4.3.3.3. Wearable device. Biophotonic materials offer a transformative approach for the next generation of wearable health devices due to their unique optical and physical properties. These materials enable highly sensitive and rapid monitoring, support the simultaneous tracking of multiple health signals, and are less susceptible to electromagnetic interference compared to traditional electrically based wearable devices. Additionally, they facilitate non-invasive health monitoring. Technological advancements critical to enabling continuous health monitoring include the development of highly flexible and biocompatible materials (e.g., polydimethylsiloxane (PDMS), polyurethane (PU), graphene, molybdenum disulfide (MoS2)), integration of nanoscale optical sensors capable of functioning under dynamic physiological conditions, and incorporation of self-powered systems through mechanisms like solar energy harvesting.
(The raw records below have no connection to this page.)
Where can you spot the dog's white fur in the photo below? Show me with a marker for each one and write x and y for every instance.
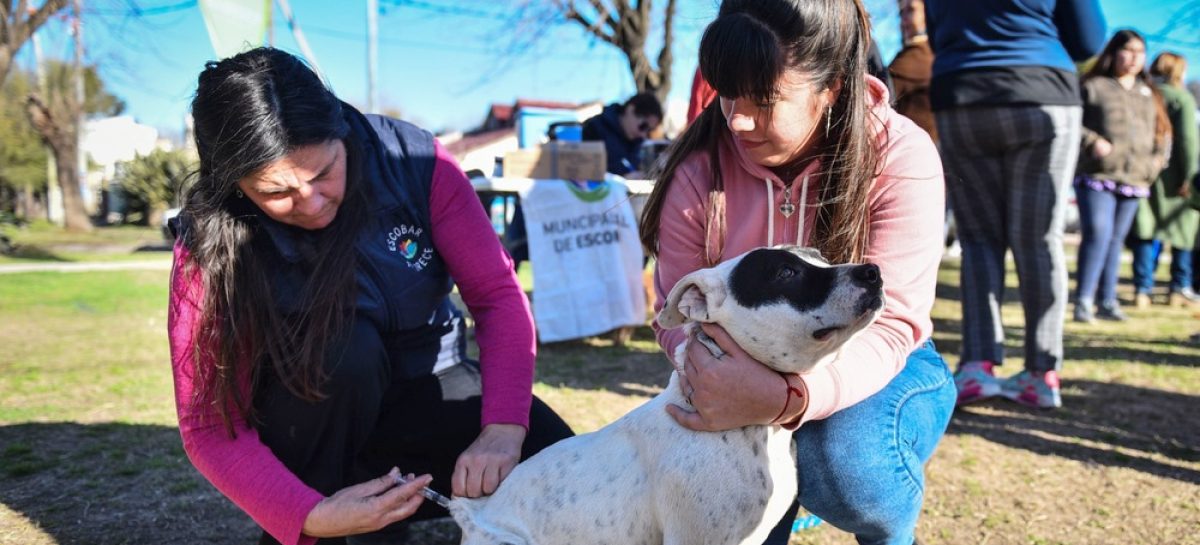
(645, 479)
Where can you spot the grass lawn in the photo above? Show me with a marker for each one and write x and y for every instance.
(89, 451)
(43, 243)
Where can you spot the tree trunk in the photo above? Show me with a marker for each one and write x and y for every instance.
(29, 205)
(5, 61)
(154, 215)
(73, 213)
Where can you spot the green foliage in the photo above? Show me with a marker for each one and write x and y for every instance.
(22, 154)
(97, 101)
(155, 180)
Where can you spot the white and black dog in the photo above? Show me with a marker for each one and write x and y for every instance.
(646, 479)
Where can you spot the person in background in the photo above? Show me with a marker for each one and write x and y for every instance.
(803, 148)
(1167, 215)
(1006, 100)
(912, 69)
(312, 341)
(623, 127)
(1125, 144)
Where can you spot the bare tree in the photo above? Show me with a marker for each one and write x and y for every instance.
(625, 24)
(18, 24)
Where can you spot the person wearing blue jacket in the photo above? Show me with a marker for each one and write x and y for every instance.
(1007, 102)
(623, 127)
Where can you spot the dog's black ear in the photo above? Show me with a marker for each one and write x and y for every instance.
(693, 299)
(671, 316)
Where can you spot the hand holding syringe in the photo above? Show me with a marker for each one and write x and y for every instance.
(426, 491)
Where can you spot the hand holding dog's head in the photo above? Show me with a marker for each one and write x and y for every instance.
(785, 306)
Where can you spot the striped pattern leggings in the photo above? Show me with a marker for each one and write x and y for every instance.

These features enhance comfort, long-term wearability, and uninterrupted data collection. Despite their advantages, biophotonic materials also face certain limitations compared to conventional electronic materials. These include higher production costs, complex manufacturing processes, and sensitivity to environmental factors such as variations in ambient light and the opacity of biological tissues. Additionally, ensuring reliable data transmission, device miniaturization, and compatible integration with existing digital health platforms remains a key challenge.231

This section presents examples of innovative applications involving the integration of biophotonic materials into wearable devices. Using biophotonic materials in wearable devices introduces innovative and valuable properties for medical applications. Transparency, defogging functionality, and self-healing are beneficial features that increase the efficiency of light-responsive wearable devices. These features enhance optical clarity, prevent fog formation on optical surfaces, and reduce the need for frequent replacements. For instance, a wearable composite film was fabricated in a study with the capability of efficient photothermal healing. This transparent composite film was composed of plasmonic Ag NPs embedded in covalent-organic framework (COF) nanosheets and exhibited defogging functionality. The composite film was then integrated into a waterborne elastic polyurethane (PU) matrix. By integrating AgNPs, with strong plasmonic properties, and COFs, as photothermal agents, the researchers achieved a synergistic photothermal effect, resulting in a rapid temperature increase to 80 °C under NIR irradiation. This localized temperature rise enabled efficient self-healing, with a recovery rate exceeding 98%. Additionally, after 12 h of NIR irradiation, the composite film maintained a high transmittance of 96.2%. The composite film was successfully tested on human skin, confirming its practical potential as a transparent, self-healing, defogging, and solar-powered wearable material.232

Integrating biophotonic materials with wearable electronics also offers a promising approach for developing patient-friendly diagnostic tools. This led to the fabrication of a wearable on-eye contact lens system via embedding ultrathin organic light-emitting diodes (OLEDs) into contact lenses for electroretinography (ERG), aimed at diagnosing retinal diseases. The OLED was encapsulated within a dual two-dyad multilayer structure to ensure both durability and biocompatibility. This system incorporated wireless power transfer operating at a resonance frequency of 433 MHz, enabling smartphone-controlled energy delivery. Preclinical testing on rabbits demonstrated that the device could generate a robust ERG signal of approximately 60 μV during 10 Hz flicker stimulation at a luminance of 126 nits. By integrating biophotonic components into a wearable medical platform, this system provided a portable, point-of-care solution for retinal diagnostics.233

5 Challenges

Despite the tremendous advancements in biophotonic nanostructures, several technical, material, and translational challenges exist that hinder their full potential in biomedical and industrial applications. These challenges range from issues in material compatibility and device fabrication to integration with complex biological systems and scalability for clinical translation. Addressing these challenges needs a multidisciplinary approach combining innovations in material science, engineering, and biology, alongside advancements in fabrication techniques and regulatory frameworks.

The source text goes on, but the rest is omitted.